Jerry Hall, Bianca Jagger and Faye Dunaway were the main inspirations behind Amy Adams’ character, Sydney Prosser, a sexpot fraud that comes to New York to reinvent herself and make a fast buck. Pouring herself into vintage Diane von Furstenberg and Christian Dior creations, there isn’t much left ­unseen.

But it was her rival, Jennifer Lawrence, who left a lasting impression. Playing a manipulative suburban mum who’s as provocative as she is unhinged, she entices with her backless gowns and disregard for gravity, hair piled high and sunglasses so big that they look like they may gobble her up.

Despite the obvious feminist protestations, there’s nothing more brazen than disco – think liquid, sensual fabrics, dangerously low cleavage, mammoth furs, all platform sandals and a smattering of gold jewellery. All that shiny stuff with oodles of sex appeal is rather easy on the eye, and there’s no doubt that the Wilkinson’s influence on style will be monumental.

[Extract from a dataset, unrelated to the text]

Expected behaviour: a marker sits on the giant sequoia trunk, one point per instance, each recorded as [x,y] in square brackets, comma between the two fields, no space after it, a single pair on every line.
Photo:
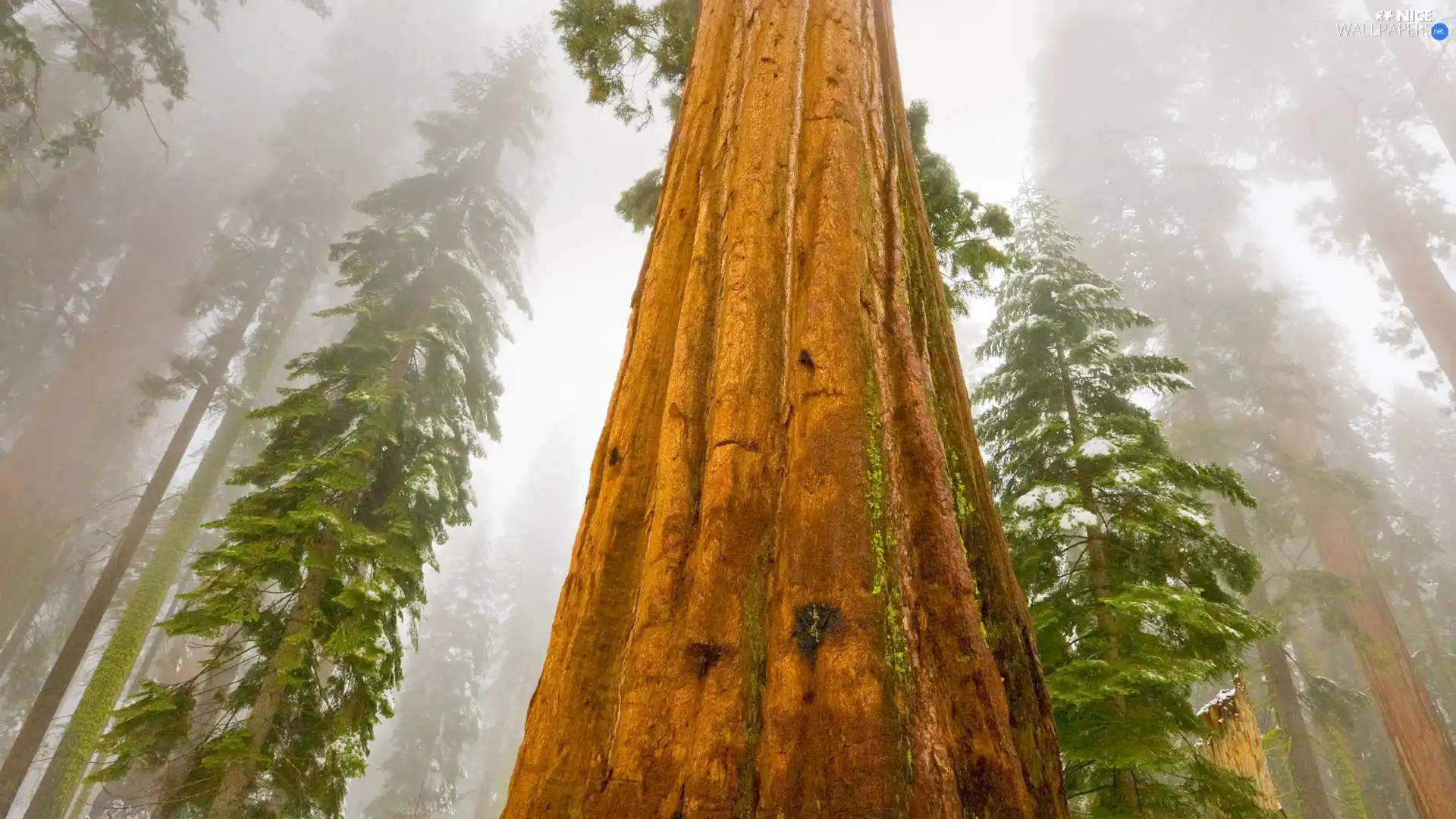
[1279,676]
[769,610]
[1416,729]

What’s important to remember however, is that this isn’t boho; this is d-i-s-c-o. More about carefully orchestrated hair and make-up, expensive accessories and spending a fortune on some beautiful shiny designer pieces than any kind of bohemianism. All in all, a rather contrived hint of a person and wardrobe well-travelled. The mood is gutsy, with flashes of anything that shines or dares – make your outfit look anything but subtle.

It’s certainly not going to be a season for sissies: tangerine orange, aubergine, hibiscus, metallics and snooker-table greens are the colours of choice, as traditional 1970s print references and leather inspire. Leopard will lead in that all-out poodle perm way – animal prints in general will be out in full force, best seen dancing across evening wear. Gravitate towards designers like Halston, Gucci, Yves Saint Laurent and Christian Dior for inspiration.

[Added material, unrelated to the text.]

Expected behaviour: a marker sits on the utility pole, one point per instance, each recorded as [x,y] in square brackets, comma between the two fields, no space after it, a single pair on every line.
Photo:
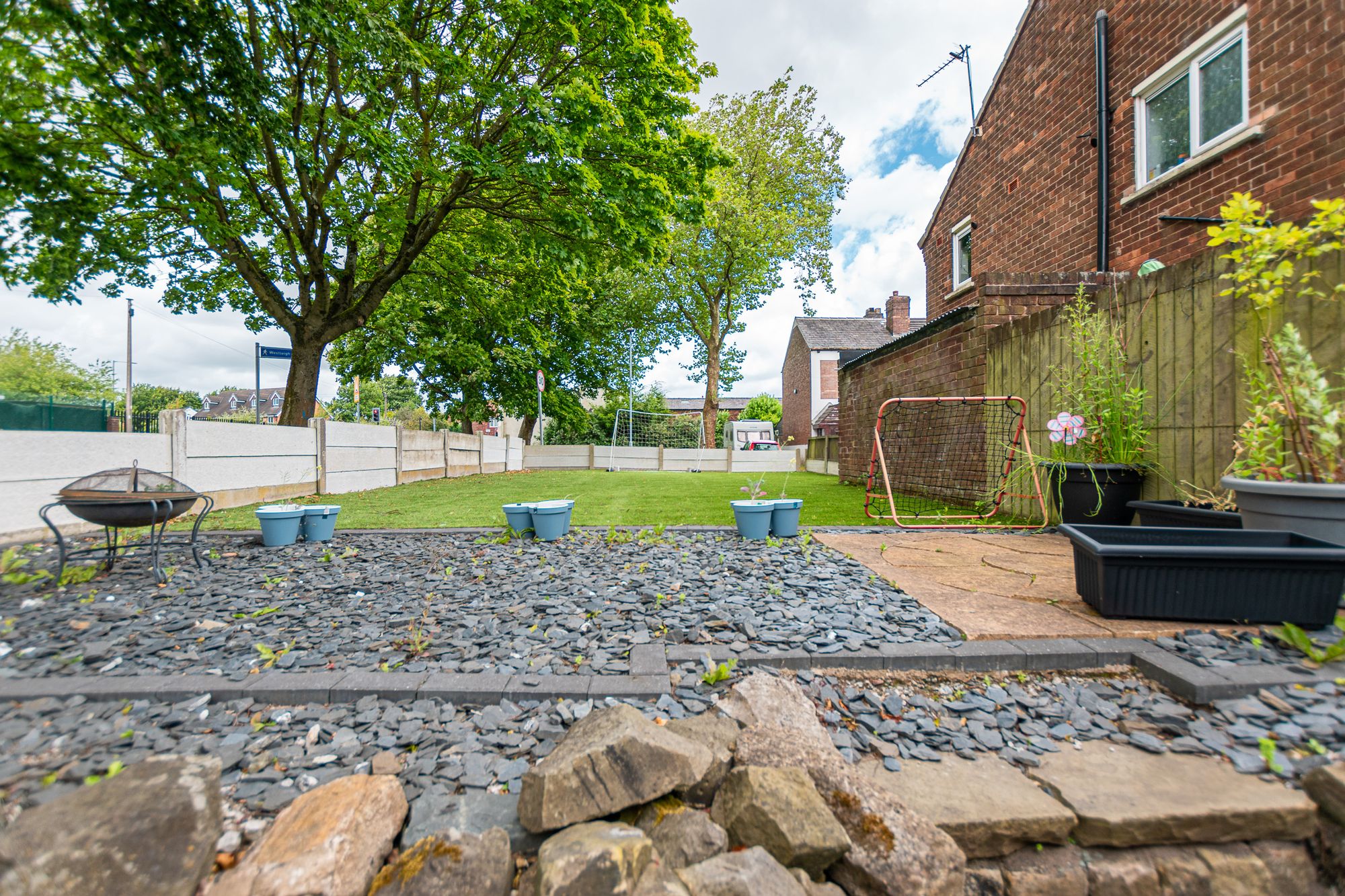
[630,392]
[131,313]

The real fun is to be found in accessorising: glitzy, chunky jewellery will work well, as will gargantuan platforms and a pair of sunglasses of such distorted proportion you may cease to recognise yourself. Dresses should be teetering on the smaller side – provocative, topped off with a healthy dollop of irony.

Let’s face it, anything with a hint of “come hither” about it is going to win. But don’t be fooled – looking flash requires a fair amount of work. Not a hair is to be out of place or a shoe left unpolished, or else this new, honeyed, if rather shallow, you, will give the game away.

Want to know the best bit? All of this is designed for women who look like women, not a willowy, yoga-stretched version. The late 70s were a true celebration of the female form in all its glory. So have fun with the whole thing. It’s not often that fashion allows us that.

Most of us will tend to feel a little uncomfortable trussed up in such unapologetic glamour – leaving us dressed in an outfit that looks like it belongs to someone else. Which, I suppose is exactly the objective of a good impostor.